A record 118,367 patients waited for a bed on trolleys in 2019, according to figures by the Irish Nurses and Midwives Organisation, which is generally accepted as the measure of emergency department overcrowding.
Figures for 2020 were considerably lower due to hospital restrictions that were imposed in response to the Covid-19 pandemic.
However, the number of people on trolleys steadily increased in the months following the first lockdown, from a low of 497 patients in April, to 4,353 in December.

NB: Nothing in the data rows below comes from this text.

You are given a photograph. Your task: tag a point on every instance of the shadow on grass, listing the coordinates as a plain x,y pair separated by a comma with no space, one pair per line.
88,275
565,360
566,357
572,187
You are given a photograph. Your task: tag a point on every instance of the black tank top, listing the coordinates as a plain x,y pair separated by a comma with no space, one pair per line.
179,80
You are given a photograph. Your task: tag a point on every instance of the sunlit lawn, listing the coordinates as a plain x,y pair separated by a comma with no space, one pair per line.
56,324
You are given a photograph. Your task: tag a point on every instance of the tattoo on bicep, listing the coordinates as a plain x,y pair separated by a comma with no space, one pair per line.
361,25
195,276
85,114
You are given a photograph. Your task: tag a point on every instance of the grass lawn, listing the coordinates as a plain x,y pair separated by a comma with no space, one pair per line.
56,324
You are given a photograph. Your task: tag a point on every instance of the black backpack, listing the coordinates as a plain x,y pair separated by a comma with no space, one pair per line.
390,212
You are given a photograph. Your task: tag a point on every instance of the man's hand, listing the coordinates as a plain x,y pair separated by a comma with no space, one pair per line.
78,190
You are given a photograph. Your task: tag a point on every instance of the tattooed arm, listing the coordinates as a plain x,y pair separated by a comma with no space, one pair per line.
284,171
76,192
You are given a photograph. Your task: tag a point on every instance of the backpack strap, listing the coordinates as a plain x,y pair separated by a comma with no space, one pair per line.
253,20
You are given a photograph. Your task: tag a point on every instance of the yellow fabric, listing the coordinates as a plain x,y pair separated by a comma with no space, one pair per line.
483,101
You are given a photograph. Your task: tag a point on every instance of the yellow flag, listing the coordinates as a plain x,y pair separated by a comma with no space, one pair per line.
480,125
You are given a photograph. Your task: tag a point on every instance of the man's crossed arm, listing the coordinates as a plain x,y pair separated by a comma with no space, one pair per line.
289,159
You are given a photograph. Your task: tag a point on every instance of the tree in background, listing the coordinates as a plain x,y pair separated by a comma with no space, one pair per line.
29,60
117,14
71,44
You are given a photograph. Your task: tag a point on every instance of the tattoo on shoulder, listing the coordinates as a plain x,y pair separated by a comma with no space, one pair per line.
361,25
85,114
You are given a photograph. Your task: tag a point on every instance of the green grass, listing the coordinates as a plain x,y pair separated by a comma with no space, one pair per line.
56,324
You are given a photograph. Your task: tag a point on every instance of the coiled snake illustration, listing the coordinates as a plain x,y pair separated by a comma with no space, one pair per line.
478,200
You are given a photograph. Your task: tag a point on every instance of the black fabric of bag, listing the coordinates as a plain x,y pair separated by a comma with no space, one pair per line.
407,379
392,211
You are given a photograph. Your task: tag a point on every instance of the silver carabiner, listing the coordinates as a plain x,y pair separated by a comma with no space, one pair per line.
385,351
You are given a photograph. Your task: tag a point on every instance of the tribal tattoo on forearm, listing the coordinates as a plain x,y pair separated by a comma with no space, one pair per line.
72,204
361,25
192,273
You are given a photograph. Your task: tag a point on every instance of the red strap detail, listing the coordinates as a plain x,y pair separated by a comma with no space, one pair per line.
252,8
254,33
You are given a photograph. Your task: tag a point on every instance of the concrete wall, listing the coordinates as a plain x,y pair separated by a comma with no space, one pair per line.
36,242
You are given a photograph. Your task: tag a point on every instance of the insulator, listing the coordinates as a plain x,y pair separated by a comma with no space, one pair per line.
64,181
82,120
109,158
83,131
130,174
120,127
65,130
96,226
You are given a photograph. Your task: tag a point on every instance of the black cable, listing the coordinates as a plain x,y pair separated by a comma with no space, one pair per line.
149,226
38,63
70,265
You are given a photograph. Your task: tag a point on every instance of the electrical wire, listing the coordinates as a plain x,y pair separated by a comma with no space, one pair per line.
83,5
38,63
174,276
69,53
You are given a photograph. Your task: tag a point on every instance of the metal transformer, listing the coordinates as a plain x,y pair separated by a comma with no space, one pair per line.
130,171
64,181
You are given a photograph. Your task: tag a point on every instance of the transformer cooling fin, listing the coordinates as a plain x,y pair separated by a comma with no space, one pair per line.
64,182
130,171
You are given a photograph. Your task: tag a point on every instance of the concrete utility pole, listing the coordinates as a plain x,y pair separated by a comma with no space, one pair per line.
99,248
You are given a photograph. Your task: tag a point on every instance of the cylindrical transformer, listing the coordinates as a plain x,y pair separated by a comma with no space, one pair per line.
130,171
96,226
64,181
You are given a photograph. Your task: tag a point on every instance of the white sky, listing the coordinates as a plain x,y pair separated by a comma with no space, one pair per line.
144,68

In a draft position paper, obtained by theunder Freedom of Information laws, the Health Information and Quality Authority (Hiqa) said it was observing overcrowding in public hospitals “with significant and growing concern”.

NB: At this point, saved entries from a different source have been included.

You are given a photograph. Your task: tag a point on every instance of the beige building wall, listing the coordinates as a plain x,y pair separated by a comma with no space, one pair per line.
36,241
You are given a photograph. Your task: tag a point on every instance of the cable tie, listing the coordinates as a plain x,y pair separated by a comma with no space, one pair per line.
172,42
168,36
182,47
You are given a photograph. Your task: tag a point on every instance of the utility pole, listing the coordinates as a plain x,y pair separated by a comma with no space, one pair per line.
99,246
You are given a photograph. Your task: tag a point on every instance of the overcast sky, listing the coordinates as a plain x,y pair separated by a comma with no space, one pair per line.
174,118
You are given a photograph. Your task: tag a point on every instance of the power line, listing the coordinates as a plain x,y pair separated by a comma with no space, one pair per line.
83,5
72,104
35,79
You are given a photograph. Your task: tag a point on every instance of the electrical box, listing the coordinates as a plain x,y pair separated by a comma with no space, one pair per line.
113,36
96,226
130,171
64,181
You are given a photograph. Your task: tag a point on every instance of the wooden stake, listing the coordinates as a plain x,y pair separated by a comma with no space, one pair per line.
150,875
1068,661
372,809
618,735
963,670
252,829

The authority described the overcrowding as “unacceptable” on a year-round basis, adding it becomes “more severe in January due to extra – yet predictable – demands on the health service”.
“The continued and, in fact, worsening overcrowding in our acute hospitals is in direct conflict with the national standards for safer better healthcare,” the paper states.
The paper was written largely in advance of the Covid-19 pandemic, however, it acknowledges that overcrowding “increases the risk of the cross-transmission of infection, and is contrary to the national standards for the prevention and control of healthcare-associated infections in acute healthcare services”.
The watchdog said the “harm that delayed treatment and prolonged waits on hospital trolleys has on patients” is also of “increasing concern”.
Ireland has opted for a six-hour target for admission to hospital from the ED. However, Hiqa said the target is “routinely breached” and that “waits in excess of 12 hours are routinely seen”.
To tackle the issue, Hiqa said it strongly endorses the Sláintecare programme and welcomes the plan to re-orientate care into the community setting and enhance bed capacity to required levels.
It also suggested a “more stable future environment” enabling Hiqa to issue enforcement proceedings to individual hospitals “would act as a protection for patients”.
In response, the HSE said it had recently outlined a “range of initiatives” to “enhance community capacity and decrease acute hospital demand”.
“Sláintecare sets out a strategy that would see healthcare move away from an acute-focused delivery model towards enhanced community care,” a spokeswoman for the HSE said.
Some of the initiatives include a “targeted work programme” to provide an additional 4.76m home support hours in 2021 to support those with high and moderate levels of frailty, the ongoing provision and extension of community assessment hubs, and the provision of community health services through community health networks which will provide integrated care locally.
The HSE also received an unprecedented funding allocation this year in the budget, which it said would help bring the Sláintecare programme to fruition.